В дыму и пыли гнал сотник отступающих узбеков, крестил шашкой — или ты успеешь ударить, или в тебя хлопнет из пыльной тучи прадедовский карамультук… А на жаре полфунта дроби в кишках воспаляются живо; паршивая смерть от раны в живот, мучительная. Гонишь узбека — гони, не давай ни минуты прикладываться и заряжать!
Рубанул по темной фигуре в клубах пыли, да и положил на месте мальчишку лет десяти-двенадцати, который черт знает, что там делал при войске.
В наши времена кто же беспокоится о пацане, торгующем жопой при чурках. Но времена отличаются не количеством танков и не частотой расстановки заклепок, а отношением и поступком. Ушел сотник Наливкин в гражданскую службу, а службы не умел вовсе, и только жена подсказала выход. Продали кольца, продали приданое, купили участок и дом. Холодную туземную саклю, в которой прожили шесть лет, и дети Наливкиных услышали русскую речь только по достижении школьного возраста, потому что на весь огромный Наманганский уезд русских семей обитало три.

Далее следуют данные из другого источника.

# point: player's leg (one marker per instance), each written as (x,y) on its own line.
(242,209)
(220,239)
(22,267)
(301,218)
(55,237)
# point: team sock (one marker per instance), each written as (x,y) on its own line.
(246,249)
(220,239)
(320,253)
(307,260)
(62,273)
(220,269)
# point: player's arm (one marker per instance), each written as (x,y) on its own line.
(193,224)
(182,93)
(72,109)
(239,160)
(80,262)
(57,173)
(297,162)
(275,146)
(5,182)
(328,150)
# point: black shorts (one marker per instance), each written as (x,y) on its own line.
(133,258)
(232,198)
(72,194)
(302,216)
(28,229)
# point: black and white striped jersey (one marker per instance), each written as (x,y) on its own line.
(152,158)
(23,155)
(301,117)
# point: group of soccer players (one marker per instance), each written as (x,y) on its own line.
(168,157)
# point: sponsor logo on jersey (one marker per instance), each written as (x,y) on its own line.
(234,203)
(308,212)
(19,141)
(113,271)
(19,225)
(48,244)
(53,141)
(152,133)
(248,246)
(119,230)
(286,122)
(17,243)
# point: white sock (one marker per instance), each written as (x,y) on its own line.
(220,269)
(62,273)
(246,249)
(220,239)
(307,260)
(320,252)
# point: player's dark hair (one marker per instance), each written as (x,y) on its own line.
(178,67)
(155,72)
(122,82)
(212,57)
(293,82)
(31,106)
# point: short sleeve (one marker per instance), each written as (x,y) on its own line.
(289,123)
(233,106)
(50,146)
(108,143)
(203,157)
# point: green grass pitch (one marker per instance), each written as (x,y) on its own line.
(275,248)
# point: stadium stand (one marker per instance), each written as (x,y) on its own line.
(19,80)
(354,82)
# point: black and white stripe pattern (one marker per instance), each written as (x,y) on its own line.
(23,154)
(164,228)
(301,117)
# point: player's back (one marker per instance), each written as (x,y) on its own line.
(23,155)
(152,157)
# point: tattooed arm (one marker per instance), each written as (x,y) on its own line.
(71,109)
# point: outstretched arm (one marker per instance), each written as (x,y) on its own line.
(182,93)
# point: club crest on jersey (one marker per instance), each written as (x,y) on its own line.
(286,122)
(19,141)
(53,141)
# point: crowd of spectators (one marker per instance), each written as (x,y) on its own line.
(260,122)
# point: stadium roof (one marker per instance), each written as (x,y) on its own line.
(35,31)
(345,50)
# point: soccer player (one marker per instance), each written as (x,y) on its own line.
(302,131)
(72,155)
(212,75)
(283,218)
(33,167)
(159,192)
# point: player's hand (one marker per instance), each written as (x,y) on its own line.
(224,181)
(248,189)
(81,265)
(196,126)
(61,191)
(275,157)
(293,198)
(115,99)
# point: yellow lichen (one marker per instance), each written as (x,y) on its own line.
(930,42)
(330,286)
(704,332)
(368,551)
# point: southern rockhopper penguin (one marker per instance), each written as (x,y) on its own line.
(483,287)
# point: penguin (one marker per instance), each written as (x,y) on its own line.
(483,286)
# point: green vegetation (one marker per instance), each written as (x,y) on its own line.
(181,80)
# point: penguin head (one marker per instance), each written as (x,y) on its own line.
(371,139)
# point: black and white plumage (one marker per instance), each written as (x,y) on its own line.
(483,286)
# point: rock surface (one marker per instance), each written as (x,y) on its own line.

Один, два, три — это не опечатка от слова «тридцать» или «триста». Это три семьи на сотни километров жары, чуждой речи, неприятных обычаев… И единственная русская школа при Ташкентском гарнизоне, а вокруг все еще война с Кокандским Ханством, с Бухарой, с Хивой…
Жили Наливкины обычными декханами, мотыжили землю, слушали перебранки соседей. Вели дневник, и по их-то запискам, оформленным, изданным, награжденным Большой золотой медалью русского географического общества, до сих пор изучается этнография оседлых узбеков, тех, что гордые кочевники называли «сар-ыт», «желтая собака», сарт. И сам Лев Гумилев, автор теории пассионарности, позже учил узбекский по их, Наливкинским, словарям. Других русско-узбекских словарей очень долго попросту не было!
Затем выправился душой казачий сотник. Благодаря исключительному знанию обоих миров — туземного декханского и русского имперского, на стыке которых оказался, как на лезвии — сделал в Туркестане стремительную карьеру. Местные уважительно звали его «домулла», то есть наставник. Неместные скрипели зубами, ибо характер у сотника сохранился казачий, и взятку он мог просителю не только запихнуть, но и шомполом утрамбовать, а большого начальника из самой столицы легко послать по следам Пржевальского, только без лошади. Но в те годы не существовало в Туркестане человека, сведущего в обычаях и жизни населения лучше Наливкиных, а потому до вице-губернатора сотник дослужился, и в оставку вышел чином уже генеральским.
На пенсии же избрали его, по всем известной честности, во временное правительство. А там он уже сам, при помощи все того же характера, рассорился и с красными, и с белыми. И замкнулось кольцо, и ударился дед в бега… Где же любовь?